D'autres au contraire, pour cacher leurs turpitudes et incompétences en un réflexe quasi pavlovien, ont trouvé un bouc-émissaire commode en la personne du Président Idriss Déby, son pays le Tchad et son peuple,les Tchadiens. Hier, ils auraient accusé le colonialisme français !

 

Nous savons tous désormais qu'il s'agit-là, en l'occurence, de prétextes et d'excuses. Nous devons tous admettre, intellectuels, hommes politiques, hommes d'affaires, militaires et écclésiastiques de toutes réligions, la responsabilité de ce qui advient à la République centrafricaine et en porter la responsabilité, individellement et collectivement.

 

            Nous avons en effet, par faiblesse intellectuelle, validé tous les projets d'ajustements structurels imposés par les institutions de Bretton-Woods, sans nous poser la question de leur pertinence, sans en mesurer les conséquences économiques et sociales sur la vie quotidienne de nos compatriotes.

 

           Nous avons, par faiblesse morale, fermé les yeux lorsque des militaires se sont substitués à nos responsables politiques démocratiquement élus, par simple goût du pouvoir et animés par le seul esprit du lucre.

 

           Nous avons bien au contraire, par égoïsme et vanité, multiplié les micro-partis politiques, fondés sur le clanisme, le régionalisme et le tribalisme, mais dépourvus de doctrine et de tout projet de société, à seule fin de participer aux cénacles des puissants, ouvrant ainsi la voie à tous les aventuriers et démagogues. Ceux-ci désormais s'entre dévorent et poussent les Centrafricains sur le chemin de l'intolérance et de la guerre, civile, réligieuse et aux frontières.

 

            Or ne voilà t-il pas que ceux qui, hier, ont semé le fiel de la haine, par leur comportement sectaire lorsqu'ils exerçaient les pouvoirs de l'Etat, viennent aujourd'hui se poser en sauveurs du pays, cachés derrière le masque de nouvelles associations caritatives ou de nouveaux micro-partis politiques. Ils se prévalent du soutien de quelques milieux politiques étrangers, principalement français, à un moment où la France elle-même se débarrasse de la « françafrique » et de ses réseaux mafieux ! Chacun se présente comme seul capable de diriger le pays, là où il faudrait l'ardeur de tout un peuple.

 

Pendant ce temps, les grandes formations politiques qui ont oeuvré pour l'indépendance du pays se taisent ou restent inactives.

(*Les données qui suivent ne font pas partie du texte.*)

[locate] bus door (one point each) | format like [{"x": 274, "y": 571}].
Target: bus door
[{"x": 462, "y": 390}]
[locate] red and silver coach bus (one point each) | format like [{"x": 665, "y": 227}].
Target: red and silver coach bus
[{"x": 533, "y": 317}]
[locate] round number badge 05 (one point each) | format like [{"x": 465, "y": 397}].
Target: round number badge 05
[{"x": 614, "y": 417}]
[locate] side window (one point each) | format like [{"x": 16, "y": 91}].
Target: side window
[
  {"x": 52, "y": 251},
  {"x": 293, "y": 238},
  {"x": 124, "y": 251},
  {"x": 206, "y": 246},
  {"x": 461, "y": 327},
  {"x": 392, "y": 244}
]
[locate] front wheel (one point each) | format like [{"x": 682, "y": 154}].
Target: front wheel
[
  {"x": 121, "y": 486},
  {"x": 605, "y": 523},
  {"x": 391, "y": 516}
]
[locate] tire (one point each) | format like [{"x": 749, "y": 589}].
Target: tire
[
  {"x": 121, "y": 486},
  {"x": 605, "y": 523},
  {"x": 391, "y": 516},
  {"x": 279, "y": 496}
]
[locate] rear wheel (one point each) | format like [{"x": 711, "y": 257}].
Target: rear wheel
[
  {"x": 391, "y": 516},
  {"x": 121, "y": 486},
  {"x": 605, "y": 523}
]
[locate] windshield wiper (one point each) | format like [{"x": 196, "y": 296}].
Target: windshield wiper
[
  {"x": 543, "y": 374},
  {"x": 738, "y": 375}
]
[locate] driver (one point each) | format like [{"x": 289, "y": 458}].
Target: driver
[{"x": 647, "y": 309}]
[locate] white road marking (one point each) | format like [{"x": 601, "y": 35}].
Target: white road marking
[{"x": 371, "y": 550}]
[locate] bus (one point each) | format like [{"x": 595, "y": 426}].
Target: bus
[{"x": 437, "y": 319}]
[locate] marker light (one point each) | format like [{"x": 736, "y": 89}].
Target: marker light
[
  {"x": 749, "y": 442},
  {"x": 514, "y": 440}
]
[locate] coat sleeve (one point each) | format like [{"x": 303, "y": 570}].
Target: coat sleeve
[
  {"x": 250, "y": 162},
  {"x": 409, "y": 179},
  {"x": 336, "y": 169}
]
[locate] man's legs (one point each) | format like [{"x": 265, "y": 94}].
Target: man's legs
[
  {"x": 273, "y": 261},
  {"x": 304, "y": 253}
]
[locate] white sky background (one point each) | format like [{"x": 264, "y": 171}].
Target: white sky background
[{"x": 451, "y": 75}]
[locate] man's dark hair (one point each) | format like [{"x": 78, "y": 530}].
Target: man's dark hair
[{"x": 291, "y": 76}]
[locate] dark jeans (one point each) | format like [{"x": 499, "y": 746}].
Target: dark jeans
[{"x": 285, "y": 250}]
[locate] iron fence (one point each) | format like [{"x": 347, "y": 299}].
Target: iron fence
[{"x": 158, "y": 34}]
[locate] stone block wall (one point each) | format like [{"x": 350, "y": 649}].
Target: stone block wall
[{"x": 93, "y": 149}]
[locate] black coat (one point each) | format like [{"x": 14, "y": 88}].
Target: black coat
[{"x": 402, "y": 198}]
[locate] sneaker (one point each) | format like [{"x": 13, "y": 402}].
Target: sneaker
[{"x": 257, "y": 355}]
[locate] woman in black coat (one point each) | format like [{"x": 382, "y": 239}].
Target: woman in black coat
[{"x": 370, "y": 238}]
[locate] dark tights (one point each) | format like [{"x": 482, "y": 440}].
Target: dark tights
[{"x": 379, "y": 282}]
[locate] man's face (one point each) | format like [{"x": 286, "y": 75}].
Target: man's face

Les raisons de ce mutisme sont multiples. Deux d’entr’elles me semblent essentielles pour expliquer ce silence : la disparition des leaders naturels de ces partis politiques d'une part, et la résignation ou la fuite d'un certain nombre de leurs militants d'autre part, lorsque ces derniers n'ont pas cédé aux sirènes de quelques « acheteurs de conscience », contre la promesse d'un ministère ou des espèces sonnantes et trébuchantes.

 

L'heure est venue, pour les grandes formations politiques d'antan, de reprendre le flambeau de la lutte contre le sectarisme, le tribalisme et l'esprit de division, comme hier elles se sont mobilisées contre le colonialisme et pour l'évolution sociale des peuples de l'Afrique noire. L’heure est venue, comme l’a si bien chanté Barthélémy Boganda en écrivant l’hymne de la Renaissance, de « brandir l’étendard de la Patrie » !

 

En reprenant la devise du mouvement d'émancipation sociale en Afrique noire (Mesan), « Zo kwè zo », le moment est venu de rassembler tous les Centrafricains et Centrafricaines de bonne volonté autour d'un projet collectif commun. Après le projet d'émancipation sociale voulu et défendu par le fondateur de la République centrafricaine, il est temps de proposer un projet d'évolution socialiste de la RCA.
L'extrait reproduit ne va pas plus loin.